Estimate VAR(1) models by efficiently sampling from the posterior distribution. This provides two graphical structures: (1) a network of undirected relations (the GGM, controlling for the lagged predictors) and (2) a network of directed relations (the lagged coefficients). Note that in the graphical modeling literature, this model is also known as a time series chain graphical model (Abegaz and Wit 2013) .
Usage
var_estimate(
Y,
rho_sd = sqrt(1/3),
beta_sd = 1,
iter = 5000,
progress = TRUE,
seed = NULL,
...
)Arguments
- Y
Matrix (or data frame) of dimensions n (observations) by p (variables).
- rho_sd
Numeric. Scale of the prior distribution for the partial correlations, approximately the standard deviation of a beta distribution (defaults to sqrt(1/3) as this results to delta = 2, and a uniform distribution across the partial correlations).
- beta_sd
Numeric.
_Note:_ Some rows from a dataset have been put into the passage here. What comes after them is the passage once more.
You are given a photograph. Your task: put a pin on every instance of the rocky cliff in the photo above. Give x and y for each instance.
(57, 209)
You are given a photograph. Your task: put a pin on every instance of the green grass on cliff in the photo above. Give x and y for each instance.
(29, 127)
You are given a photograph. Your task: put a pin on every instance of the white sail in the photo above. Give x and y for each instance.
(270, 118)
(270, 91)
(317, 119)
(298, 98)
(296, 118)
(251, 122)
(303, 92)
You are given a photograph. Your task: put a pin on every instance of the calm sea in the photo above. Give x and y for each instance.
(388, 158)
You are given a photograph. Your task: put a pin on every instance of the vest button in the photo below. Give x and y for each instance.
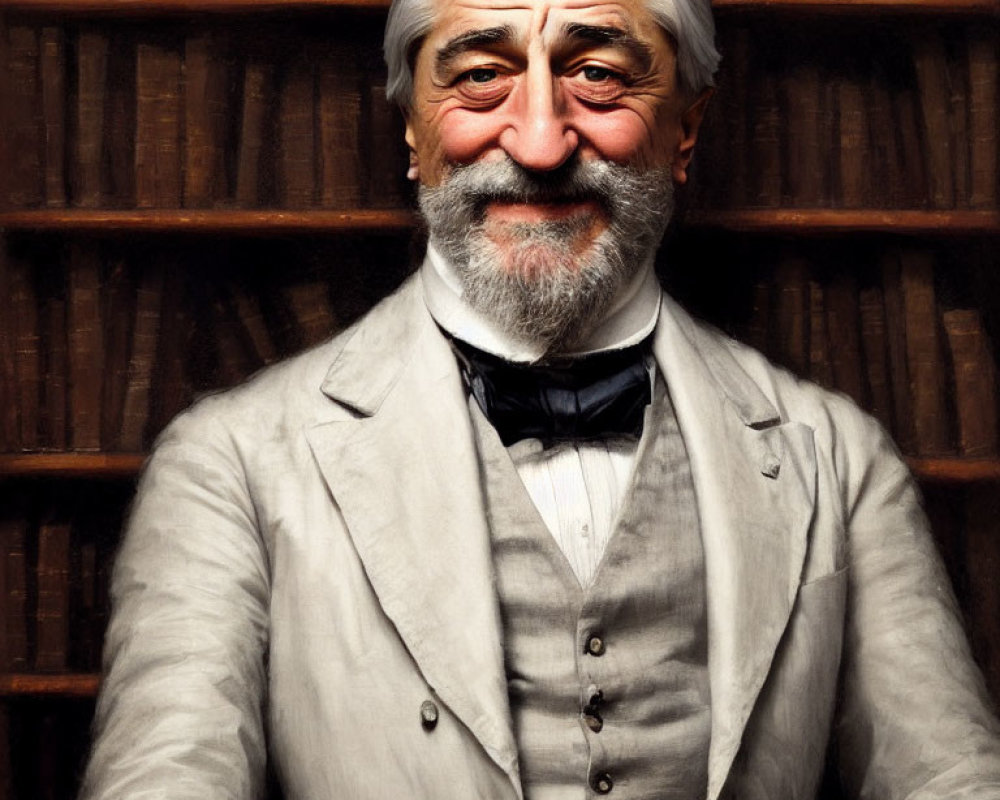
(595, 645)
(602, 783)
(428, 715)
(592, 719)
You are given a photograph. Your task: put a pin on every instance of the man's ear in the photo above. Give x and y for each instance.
(413, 173)
(690, 123)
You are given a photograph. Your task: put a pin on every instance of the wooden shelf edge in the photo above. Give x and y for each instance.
(85, 684)
(792, 221)
(955, 469)
(209, 221)
(71, 465)
(823, 221)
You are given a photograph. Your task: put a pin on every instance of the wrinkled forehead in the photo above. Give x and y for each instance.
(543, 21)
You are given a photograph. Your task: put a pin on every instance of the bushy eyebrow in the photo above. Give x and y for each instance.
(471, 40)
(610, 36)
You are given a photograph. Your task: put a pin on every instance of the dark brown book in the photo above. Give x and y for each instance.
(807, 144)
(23, 132)
(388, 161)
(975, 376)
(899, 370)
(158, 126)
(820, 365)
(981, 561)
(874, 346)
(248, 311)
(310, 306)
(958, 123)
(10, 423)
(120, 117)
(23, 301)
(53, 80)
(340, 163)
(54, 417)
(765, 142)
(931, 67)
(251, 168)
(142, 357)
(913, 166)
(296, 164)
(206, 83)
(118, 312)
(52, 615)
(984, 106)
(88, 127)
(844, 328)
(790, 342)
(924, 354)
(86, 347)
(13, 540)
(855, 163)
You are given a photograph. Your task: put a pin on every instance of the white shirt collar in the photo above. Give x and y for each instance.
(631, 319)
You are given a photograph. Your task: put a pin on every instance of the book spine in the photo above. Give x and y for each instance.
(145, 336)
(86, 347)
(874, 346)
(158, 126)
(92, 65)
(974, 371)
(205, 107)
(984, 107)
(52, 616)
(340, 128)
(258, 95)
(296, 165)
(53, 80)
(23, 128)
(923, 352)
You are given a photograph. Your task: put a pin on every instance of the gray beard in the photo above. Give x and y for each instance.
(535, 288)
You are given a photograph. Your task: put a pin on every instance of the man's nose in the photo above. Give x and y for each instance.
(539, 135)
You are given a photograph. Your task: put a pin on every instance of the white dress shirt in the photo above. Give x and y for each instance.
(577, 488)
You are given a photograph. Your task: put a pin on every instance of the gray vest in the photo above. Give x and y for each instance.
(608, 685)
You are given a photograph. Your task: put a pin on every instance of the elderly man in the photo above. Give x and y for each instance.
(526, 529)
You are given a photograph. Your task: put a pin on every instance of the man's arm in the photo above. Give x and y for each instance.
(915, 717)
(181, 708)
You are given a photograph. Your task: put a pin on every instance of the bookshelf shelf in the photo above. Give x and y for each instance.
(145, 7)
(112, 466)
(209, 221)
(824, 221)
(82, 685)
(789, 221)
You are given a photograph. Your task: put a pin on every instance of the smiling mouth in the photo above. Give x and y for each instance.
(513, 212)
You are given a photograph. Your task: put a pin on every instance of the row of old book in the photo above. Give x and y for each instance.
(927, 372)
(911, 124)
(101, 347)
(120, 117)
(54, 594)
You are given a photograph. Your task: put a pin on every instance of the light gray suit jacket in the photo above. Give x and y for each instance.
(307, 562)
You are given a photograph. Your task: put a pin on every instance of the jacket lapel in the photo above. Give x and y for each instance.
(403, 470)
(754, 479)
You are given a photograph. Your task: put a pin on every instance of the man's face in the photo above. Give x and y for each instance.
(547, 136)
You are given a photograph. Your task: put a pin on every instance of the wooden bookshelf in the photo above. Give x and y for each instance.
(83, 684)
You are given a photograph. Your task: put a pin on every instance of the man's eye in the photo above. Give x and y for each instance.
(481, 75)
(598, 74)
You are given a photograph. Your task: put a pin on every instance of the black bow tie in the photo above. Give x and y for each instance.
(604, 394)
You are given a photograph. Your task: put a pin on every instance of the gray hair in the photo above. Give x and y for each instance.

Standard deviation of the prior distribution for the regression coefficients (defaults to 1). The prior is by default centered at zero and follows a normal distribution (Equation 9, Sinay and Hsu 2014)
- iter
Number of iterations (posterior samples; defaults to 5000).
- progress
Logical. Should a progress bar be included (defaults to
TRUE) ?- seed
An integer for the random seed (defaults to 1).
- ...
Currently ignored.
Value
An object of class var_estimate containing a lot of information that is
used for printing and plotting the results. For users of BGGM, the following are the
useful objects:
beta_muA matrix including the regression coefficients (posterior mean).pcor_muPartial correlation matrix (posterior mean).fitA list including the posterior samples.
Note
Regularization:
A Bayesian ridge regression can be fitted by decreasing beta_sd
(e.g., beta_sd = 0.25). This could be advantageous for forecasting
(out-of-sample prediction) in particular.
References
Abegaz F, Wit E (2013).
“Sparse time series chain graphical models for reconstructing genetic networks.”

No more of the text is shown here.